13 (54 percent) had results in the paper that differed from those generated by the author’s own code. Some of these issues were relatively small — likely arising from rounding errors during transcription — but in other cases they involved incorrectly signed or mis-labeled regression coefficients, large errors in observation counts, and incorrect summary statistics.

You might think to yourself, “that would never happen in the very top journals”, or “that’s less likely among statisticians and economists. While I think expertise might reduce errors, I’m not so sure. More senior people with more publications tend to rely more on research assistants. And, speaking from personal experience, I’ve found major problems in important people’s code before.

158 thoughts on “What happens when a very good political science journal checks the statistical code of its submissions?

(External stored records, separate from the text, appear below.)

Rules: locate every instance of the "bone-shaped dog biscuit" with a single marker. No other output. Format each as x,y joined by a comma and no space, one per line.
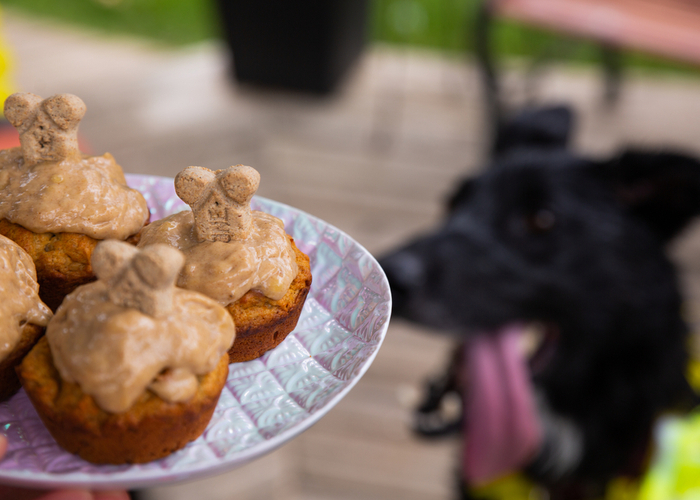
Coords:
139,279
48,129
220,200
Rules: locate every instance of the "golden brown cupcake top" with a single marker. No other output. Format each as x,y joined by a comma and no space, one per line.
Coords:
48,185
19,295
133,330
229,248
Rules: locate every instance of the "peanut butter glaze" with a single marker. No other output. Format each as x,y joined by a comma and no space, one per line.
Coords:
79,194
264,261
115,353
19,295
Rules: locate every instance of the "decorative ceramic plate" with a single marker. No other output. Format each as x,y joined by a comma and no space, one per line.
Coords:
267,401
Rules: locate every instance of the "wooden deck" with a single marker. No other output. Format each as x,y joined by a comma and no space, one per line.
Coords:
375,160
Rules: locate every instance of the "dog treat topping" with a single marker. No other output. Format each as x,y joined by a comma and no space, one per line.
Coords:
220,200
19,293
229,248
48,185
142,280
161,338
48,129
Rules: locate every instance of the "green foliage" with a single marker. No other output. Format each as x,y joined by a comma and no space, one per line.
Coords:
175,22
446,25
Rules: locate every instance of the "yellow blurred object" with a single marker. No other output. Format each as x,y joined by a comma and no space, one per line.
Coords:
7,65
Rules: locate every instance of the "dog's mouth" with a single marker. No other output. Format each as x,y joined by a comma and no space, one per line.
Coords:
502,428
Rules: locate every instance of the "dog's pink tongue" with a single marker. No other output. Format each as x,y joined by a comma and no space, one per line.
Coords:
501,429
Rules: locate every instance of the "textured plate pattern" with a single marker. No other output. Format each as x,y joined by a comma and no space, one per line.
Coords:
265,402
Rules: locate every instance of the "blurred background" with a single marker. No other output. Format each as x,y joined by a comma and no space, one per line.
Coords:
366,119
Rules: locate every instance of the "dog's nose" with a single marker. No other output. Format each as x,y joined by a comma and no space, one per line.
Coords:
406,274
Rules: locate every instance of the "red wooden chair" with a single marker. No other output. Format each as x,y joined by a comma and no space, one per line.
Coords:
666,28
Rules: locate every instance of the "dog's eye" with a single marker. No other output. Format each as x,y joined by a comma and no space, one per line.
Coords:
540,221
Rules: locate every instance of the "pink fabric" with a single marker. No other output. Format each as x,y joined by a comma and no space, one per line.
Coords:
502,431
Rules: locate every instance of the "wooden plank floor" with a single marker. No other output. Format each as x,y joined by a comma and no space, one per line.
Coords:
375,160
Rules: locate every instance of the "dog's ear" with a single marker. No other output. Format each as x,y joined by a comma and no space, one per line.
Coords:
662,188
547,127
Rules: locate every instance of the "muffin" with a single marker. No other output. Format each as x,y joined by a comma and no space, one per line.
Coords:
241,258
22,314
56,202
131,367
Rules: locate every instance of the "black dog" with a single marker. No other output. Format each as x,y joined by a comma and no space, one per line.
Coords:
574,246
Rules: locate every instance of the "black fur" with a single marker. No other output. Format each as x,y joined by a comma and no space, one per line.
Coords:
548,236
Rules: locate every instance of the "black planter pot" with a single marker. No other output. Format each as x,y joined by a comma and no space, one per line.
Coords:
305,45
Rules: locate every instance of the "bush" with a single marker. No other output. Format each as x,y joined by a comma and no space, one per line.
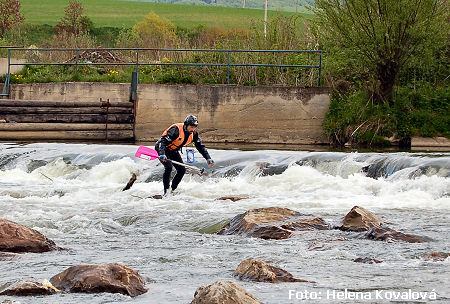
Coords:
420,111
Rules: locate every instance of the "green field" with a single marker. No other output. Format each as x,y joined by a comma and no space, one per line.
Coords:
120,13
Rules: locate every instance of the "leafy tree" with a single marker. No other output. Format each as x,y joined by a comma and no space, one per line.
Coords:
73,21
10,15
381,35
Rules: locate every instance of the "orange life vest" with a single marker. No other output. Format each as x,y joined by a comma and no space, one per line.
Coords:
178,142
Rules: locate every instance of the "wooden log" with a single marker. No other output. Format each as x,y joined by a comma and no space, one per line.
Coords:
64,110
113,135
46,103
62,127
67,118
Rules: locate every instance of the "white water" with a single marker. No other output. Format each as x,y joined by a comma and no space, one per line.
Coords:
72,194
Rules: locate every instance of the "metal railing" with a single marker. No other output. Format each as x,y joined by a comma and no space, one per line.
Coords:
138,59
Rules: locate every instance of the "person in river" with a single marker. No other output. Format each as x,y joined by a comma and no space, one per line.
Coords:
171,141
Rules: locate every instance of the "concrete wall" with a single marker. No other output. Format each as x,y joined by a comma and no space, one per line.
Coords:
289,115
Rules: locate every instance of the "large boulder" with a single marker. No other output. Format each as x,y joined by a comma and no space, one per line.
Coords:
388,234
260,271
360,219
113,278
29,288
223,292
17,238
272,223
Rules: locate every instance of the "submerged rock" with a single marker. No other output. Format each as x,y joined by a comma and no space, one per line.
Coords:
29,288
272,223
113,278
436,256
360,219
388,234
260,271
367,260
223,292
18,238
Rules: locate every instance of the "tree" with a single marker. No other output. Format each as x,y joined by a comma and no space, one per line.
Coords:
10,15
73,21
381,34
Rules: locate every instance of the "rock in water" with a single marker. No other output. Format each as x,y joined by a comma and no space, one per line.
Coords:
113,278
436,256
233,198
17,238
367,260
223,292
360,219
272,223
388,234
260,271
29,288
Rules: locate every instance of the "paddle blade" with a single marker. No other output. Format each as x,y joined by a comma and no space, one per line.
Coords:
146,153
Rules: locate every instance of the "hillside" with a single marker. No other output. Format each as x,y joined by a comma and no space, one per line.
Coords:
124,13
279,5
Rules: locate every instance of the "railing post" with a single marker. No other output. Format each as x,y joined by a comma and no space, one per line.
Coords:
6,87
228,67
320,68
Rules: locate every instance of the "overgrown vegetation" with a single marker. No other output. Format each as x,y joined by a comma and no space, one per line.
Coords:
387,61
388,65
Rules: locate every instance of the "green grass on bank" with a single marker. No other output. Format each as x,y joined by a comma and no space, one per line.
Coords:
120,13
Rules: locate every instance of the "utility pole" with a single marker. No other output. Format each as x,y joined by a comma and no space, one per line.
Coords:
265,18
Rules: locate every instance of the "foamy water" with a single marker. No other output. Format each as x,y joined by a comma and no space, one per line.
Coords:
73,194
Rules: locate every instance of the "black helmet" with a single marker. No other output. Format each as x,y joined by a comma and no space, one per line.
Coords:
191,120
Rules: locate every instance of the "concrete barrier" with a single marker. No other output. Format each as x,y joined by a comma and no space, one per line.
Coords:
227,114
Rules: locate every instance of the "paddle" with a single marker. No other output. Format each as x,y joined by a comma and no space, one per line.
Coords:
151,154
147,153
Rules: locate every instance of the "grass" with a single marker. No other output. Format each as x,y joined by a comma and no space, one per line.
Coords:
124,14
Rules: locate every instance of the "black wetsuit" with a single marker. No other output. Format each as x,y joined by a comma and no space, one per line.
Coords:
161,147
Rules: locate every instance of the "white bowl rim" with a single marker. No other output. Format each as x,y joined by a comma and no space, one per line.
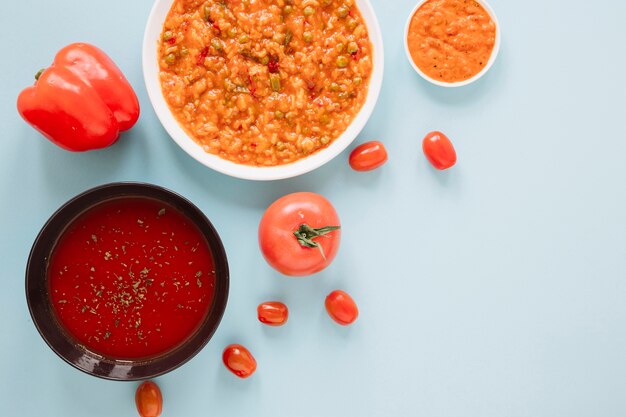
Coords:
492,58
150,72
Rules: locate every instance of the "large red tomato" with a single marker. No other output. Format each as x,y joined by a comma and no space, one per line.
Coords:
299,234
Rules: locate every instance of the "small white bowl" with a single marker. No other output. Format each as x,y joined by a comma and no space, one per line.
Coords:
492,58
302,166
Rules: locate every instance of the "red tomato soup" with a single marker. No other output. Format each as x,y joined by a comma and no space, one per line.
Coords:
131,278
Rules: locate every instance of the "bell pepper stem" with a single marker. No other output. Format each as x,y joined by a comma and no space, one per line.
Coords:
305,235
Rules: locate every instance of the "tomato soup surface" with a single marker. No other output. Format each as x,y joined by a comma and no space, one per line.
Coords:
131,278
451,40
265,82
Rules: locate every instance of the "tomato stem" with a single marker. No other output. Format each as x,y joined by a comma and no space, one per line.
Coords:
39,74
305,235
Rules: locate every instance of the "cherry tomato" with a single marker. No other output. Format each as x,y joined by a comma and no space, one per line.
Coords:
149,400
439,150
299,234
273,313
239,361
341,307
368,156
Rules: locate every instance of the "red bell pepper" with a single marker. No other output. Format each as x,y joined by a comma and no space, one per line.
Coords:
82,101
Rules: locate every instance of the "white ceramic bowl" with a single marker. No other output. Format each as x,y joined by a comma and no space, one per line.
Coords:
492,58
151,72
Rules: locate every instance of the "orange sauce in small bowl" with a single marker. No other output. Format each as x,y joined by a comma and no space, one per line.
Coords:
451,41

  1. need of the hour. journals create an escrow style facility specifically for depositing results and code for papers given provisional acceptance from empirical submission for in-house replication

  2. It absolutely happens among economists. “Replication in Empirical Economics” by Dewald, Thursby, and Anderson showed that (at least in 1986) this was true. They even had one author try to help them to get his regressions to work and they couldn’t do it working together. Data also was found to have been screwed up badly by transcription error, and about 2/3 of people who were “required” to provide the data that they used failed to do so on repeated request.

    Its a really eye-opening and disheartening read.

  3. Wouldn’t it be amazing if replication code and data (appropriately anonymized and secured) were made available to reviewers? Reviewers currently rely on some combination of trust and intuition to determine what analyses were actually executed and reported. This creates at least two problems: they suggest bad “fixes” for problems that don’t exist on the one hand and fail to catch major errors on the other!

  4. Ouch. A very good idea would be for folks to run their replication programs by a “devil’s advocate” RA or faculty member before submission, who specifically seeks out errors– maybe promise a free dinner for every mistake they find in the final paper? When I worked in econ consulting, we had to turn over replication programs for every number, figure, and table in our expert reports to the opponents’ expert, and they would set their RAs to work night and day looking for errors in our code. If the replication didn’t even run, well I shudder to think what our bosses would say, but even modest errors could be catastrophic for our experts’ credibility. To prevent this, we ‘double-did’ every calculation: a second analyst, working mostly in the dark, would start from the same raw data and replicate the analysis, often in a different stats package or just in Excel, then check every number for equality down to a certain number of digits. We would submit nothing to court that hadn’t been audited thus.